Finally Jefferson intended to complete the organization and expansion of the United States with "An ordinance establishing a Land Office" for the United States "to give sure title to the settlers and determine the division and subdivision into lots" which was defeated, an entirely new ordinance being adopted April 26, 1785.[99]
The most striking feature of all these bills was the eagerness of Jefferson to consolidate the Union and to strengthen Federal bonds. With a common monetary unit, common interest in a large territory just acquired by cession from Virginia, one more thing remained to be settled: the organization of permanent relations with foreign nations, that is to say, the conclusion of commercial treaties.
It had appeared very soon to Jefferson that if such treaties were to be concluded it was desirable to adopt a working policy outlined in his "Resolves on European Treaties."[100] To have foreign plenipotentiaries come to the United States, discuss with the badly organized body called the Continental Congress, whose members would have to report to their legislatures and after interminable delays accept or reject the proposal, was an impossible procedure. This distrust of Congress was amply justified at the time, and one may wonder whether satisfactory treaties could ever have been concluded under the supervision of Congress; Jefferson therefore proposed that ministers be sent to Europe to negotiate with the old and established nations, who could not be expected to cross the Atlantic.
On May 7, Congress agreed on Instructions to the Ministers Plenipotentiary appointed to negotiate treaties of Commerce with the European Nations. Once more it was proclaimed:
"That these United Sates be considered in all such treaties, and in every case arising under them, as one nation, upon the principle of the Federal constitution."
It was also deemed "advantageous that treaties be concluded with Russia, the Court of Vienna, Prussia, Denmark, Saxony, Hamburg, Great Britain, Spain, Portugal, Genoa, Tuscany, Rome, Naples, Venice, Sardinia and the Ottoman Porte. That treaties of amity and commerce be entered into with Morocco, and the Regencies of Algiers, Tunis and Tripoli. To have supplementary treaties with France, the United Netherlands and Sweden in order to incorporate the new policies of the United States."
The plan of treaties contained some remarkable provisions; they were clear departures, not from the theory of international law and droit des gens, as Jefferson had found it in the authorities consulted, but from the actual policy of the European nations.
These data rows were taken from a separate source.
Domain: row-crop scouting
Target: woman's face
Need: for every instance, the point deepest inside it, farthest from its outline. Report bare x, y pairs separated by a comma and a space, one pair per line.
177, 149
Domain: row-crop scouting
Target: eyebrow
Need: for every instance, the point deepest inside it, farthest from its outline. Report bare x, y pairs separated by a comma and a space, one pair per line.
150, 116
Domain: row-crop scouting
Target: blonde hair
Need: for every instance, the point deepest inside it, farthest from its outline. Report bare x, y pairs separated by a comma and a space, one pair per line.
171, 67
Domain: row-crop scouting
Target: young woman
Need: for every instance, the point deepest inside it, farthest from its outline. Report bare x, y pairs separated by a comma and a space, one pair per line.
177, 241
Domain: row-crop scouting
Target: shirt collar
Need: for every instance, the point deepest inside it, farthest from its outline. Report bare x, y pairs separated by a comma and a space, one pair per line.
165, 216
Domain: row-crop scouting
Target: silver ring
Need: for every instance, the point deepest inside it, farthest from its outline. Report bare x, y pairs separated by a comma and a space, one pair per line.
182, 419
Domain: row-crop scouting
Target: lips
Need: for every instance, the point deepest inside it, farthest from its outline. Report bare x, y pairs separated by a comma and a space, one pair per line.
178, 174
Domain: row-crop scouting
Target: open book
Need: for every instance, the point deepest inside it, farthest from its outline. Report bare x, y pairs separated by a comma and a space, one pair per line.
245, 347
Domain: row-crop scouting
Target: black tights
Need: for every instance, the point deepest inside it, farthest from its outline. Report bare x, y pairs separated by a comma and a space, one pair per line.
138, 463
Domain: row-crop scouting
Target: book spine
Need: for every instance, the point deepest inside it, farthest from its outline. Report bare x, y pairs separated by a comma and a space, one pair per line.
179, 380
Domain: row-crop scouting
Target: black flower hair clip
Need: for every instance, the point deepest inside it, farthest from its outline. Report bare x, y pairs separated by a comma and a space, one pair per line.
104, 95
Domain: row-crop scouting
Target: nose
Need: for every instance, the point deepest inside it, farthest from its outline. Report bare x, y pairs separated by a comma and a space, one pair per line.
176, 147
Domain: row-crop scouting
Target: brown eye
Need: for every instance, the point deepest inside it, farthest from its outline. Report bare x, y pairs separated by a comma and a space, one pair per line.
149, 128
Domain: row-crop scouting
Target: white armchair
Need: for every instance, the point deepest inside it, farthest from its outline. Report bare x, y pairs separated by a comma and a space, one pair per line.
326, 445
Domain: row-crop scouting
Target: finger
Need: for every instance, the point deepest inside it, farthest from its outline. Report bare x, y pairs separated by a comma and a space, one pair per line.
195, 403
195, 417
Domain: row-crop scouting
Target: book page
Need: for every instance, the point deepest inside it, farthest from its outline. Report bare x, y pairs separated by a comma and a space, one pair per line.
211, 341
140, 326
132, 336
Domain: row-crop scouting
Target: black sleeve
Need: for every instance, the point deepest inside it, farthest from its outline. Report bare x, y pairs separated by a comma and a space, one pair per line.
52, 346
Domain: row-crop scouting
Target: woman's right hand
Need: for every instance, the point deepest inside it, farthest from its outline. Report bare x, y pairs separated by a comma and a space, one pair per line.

Thus it was proposed that in case of war between the two contracting parties,
The merchants of either country, then residing in the other shall be allowed to remain nine months to collect their debts and settle their affairs, and may depart freely, carrying off all their effects, without molestation or hinderance, and all fishermen, all cultivators of the earth, and all artisans or manufacturers, unarmed and inhabiting unfortified towns, villages or places, who labor for the common subsistence and benefit of mankind, and peaceably follow their respective employments, shall be allowed to continue the same.
That "neither of the contracting powers shall grant or issue any commission to any private armed vessels, empowering them to take or destroy such trading ships, or interrupt such commerce."